# Can I leave the UK and return whilst on a six month visitor visa?



## KtO (Mar 13, 2013)

Hi Everyone,

I just have a question about the visitor visa that was issued to me by UKBA. Just quickly, I was on a two year working holiday visa. Upon expiration of that visa I left the UK and returned the following day. I was well prepared with paperwork pertaining to my bank accounts, ownership of my property back in Australia, a return flight home and a letter from my employer in Oz stating that I am still employed and will be returning to work this year. 

After much deliberation I was granted a visitor visa for 6 months stamped "Leave to enter for/until six months." Whilst stamping my passport the border agency officer said to me, "Don't try to leave and come back again because you won't be let in." I am not sure if the border agency officer meant that I could not return if I left during the 6 months (while that visa was valid) or if she meant after 6 months don't try and come back on another 6 month visa.Herein lies my problem and here is where I think I may be 'pushing the friendship' with UKBA so to speak. My friend booked a 3 night trip to Italy in April for both of us which I would really like to go on.

So the question is, am I able to leave and return to the UK with this visitor visa? Is it likely I will encounter problems at the border even though I have a 6 month stamp in my passport?

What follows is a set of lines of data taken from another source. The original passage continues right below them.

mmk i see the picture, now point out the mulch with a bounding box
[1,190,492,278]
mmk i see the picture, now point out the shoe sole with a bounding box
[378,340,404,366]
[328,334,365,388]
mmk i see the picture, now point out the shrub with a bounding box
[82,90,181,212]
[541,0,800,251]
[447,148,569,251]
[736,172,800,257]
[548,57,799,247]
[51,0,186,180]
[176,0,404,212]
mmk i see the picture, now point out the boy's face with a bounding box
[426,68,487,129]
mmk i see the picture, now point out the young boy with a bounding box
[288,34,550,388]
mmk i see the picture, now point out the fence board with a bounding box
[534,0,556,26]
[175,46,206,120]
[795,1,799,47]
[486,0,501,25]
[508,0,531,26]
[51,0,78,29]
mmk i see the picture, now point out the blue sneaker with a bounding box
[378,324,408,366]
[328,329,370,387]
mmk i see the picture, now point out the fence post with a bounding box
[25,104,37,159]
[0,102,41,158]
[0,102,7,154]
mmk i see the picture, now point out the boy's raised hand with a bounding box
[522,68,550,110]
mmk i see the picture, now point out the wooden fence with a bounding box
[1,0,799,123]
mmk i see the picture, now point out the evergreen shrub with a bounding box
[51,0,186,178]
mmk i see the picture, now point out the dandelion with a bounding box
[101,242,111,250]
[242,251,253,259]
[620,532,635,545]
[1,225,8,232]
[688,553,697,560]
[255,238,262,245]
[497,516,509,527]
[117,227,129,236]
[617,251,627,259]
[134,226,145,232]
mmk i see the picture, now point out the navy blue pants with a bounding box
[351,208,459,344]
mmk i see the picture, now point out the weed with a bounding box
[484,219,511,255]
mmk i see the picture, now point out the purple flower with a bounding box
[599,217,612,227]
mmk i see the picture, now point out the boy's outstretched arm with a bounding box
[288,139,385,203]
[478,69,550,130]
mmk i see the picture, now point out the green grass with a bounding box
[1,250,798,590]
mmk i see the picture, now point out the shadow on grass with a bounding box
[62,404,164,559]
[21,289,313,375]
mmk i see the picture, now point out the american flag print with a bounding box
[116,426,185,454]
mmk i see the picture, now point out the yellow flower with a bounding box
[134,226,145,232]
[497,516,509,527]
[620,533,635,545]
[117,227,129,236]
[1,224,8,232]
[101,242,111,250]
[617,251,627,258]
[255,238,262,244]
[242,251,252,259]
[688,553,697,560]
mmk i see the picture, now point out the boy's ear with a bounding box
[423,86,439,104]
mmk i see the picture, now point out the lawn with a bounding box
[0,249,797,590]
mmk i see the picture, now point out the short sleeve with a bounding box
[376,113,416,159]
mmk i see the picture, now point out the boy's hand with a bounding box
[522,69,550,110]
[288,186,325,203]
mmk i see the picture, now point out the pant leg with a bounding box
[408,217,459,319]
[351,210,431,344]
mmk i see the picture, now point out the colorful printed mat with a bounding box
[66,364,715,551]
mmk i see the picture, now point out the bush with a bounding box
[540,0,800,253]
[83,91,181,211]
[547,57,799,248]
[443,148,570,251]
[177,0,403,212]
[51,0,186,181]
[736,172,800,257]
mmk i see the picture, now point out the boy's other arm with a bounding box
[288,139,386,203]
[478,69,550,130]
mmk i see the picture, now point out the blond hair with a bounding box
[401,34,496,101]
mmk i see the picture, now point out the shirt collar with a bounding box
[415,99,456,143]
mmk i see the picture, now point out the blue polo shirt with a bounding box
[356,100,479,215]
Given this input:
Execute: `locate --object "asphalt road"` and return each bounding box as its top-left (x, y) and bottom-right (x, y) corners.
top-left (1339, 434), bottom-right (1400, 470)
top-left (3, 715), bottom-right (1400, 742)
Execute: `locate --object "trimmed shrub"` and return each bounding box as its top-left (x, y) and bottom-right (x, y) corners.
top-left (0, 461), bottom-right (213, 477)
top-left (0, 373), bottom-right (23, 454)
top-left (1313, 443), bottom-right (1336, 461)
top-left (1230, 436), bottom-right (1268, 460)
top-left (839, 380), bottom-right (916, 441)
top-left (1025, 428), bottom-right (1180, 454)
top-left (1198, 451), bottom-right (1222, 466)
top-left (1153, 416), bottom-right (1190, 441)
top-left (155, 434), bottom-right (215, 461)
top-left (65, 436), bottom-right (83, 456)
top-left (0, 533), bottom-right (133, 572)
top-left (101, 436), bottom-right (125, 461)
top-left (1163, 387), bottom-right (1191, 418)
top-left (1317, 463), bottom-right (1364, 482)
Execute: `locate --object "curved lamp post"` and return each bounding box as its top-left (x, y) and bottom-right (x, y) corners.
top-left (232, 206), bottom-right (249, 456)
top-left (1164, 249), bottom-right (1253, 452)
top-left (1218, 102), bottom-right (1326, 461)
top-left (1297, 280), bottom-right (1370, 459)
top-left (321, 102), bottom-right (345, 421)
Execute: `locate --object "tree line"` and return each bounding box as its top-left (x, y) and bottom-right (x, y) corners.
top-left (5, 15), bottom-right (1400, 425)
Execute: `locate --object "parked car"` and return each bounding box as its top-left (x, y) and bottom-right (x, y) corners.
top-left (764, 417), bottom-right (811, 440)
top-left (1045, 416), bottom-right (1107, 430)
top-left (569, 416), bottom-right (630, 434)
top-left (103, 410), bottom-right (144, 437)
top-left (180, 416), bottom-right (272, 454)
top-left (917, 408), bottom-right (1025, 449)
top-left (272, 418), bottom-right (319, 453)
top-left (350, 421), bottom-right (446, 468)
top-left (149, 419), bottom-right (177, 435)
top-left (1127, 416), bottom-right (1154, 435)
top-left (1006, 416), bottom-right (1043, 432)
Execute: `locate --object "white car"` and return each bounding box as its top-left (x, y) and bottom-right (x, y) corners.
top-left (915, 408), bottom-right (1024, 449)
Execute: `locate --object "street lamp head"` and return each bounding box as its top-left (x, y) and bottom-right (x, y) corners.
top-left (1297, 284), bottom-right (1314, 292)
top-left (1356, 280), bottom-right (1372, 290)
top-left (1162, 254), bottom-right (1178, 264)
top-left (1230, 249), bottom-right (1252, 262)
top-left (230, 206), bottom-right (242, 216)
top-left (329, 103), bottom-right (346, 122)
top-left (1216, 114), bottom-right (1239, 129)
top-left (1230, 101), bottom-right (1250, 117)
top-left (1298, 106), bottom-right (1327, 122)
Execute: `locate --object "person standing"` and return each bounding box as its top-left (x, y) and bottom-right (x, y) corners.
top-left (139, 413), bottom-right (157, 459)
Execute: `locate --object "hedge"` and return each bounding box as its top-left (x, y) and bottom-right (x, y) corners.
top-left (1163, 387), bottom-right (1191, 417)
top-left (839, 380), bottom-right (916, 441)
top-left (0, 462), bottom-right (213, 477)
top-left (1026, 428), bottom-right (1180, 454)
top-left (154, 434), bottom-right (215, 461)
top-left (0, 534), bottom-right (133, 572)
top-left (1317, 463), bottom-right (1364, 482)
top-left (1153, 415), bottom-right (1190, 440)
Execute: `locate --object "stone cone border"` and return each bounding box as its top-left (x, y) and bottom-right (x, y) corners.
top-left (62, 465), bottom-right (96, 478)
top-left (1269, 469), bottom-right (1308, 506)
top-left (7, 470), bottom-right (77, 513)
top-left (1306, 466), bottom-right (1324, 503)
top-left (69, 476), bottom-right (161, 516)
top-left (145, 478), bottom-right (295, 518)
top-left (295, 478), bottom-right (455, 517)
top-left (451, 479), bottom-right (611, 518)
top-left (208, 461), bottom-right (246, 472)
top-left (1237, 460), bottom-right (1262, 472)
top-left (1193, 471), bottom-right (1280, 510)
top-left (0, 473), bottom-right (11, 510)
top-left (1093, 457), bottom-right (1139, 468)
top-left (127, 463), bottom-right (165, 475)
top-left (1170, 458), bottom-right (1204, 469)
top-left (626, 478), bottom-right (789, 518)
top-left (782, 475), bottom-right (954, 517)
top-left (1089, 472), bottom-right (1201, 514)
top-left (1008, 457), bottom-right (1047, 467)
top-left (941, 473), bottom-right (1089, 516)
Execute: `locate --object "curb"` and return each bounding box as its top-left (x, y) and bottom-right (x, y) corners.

I've trawlled this site and the UKBA website and couldn't find a definitive answer so any help with this would be greatly appreciated. And I hope this has made sense!

Kind regards,
KtO


----------



## nyclon (Apr 3, 2011)

KtO said:


> Hi Everyone,
> 
> I just have a question about the visitor visa that was issued to me by UKBA. Just quickly, I was on a two year working holiday visa. Upon expiration of that visa I left the UK and returned the following day. I was well prepared with paperwork pertaining to my bank accounts, ownership of my property back in Australia, a return flight home and a letter from my employer in Oz stating that I am still employed and will be returning to work this year.
> 
> ...


No. You won't be able to return with the visitor visa that is currently in your passport. It is only good while you remain in the UK. Once you leave the UK that visa is terminated and you must reapply again at the border and from your previous encounter, it seems unlikely that you would be allowed in.


----------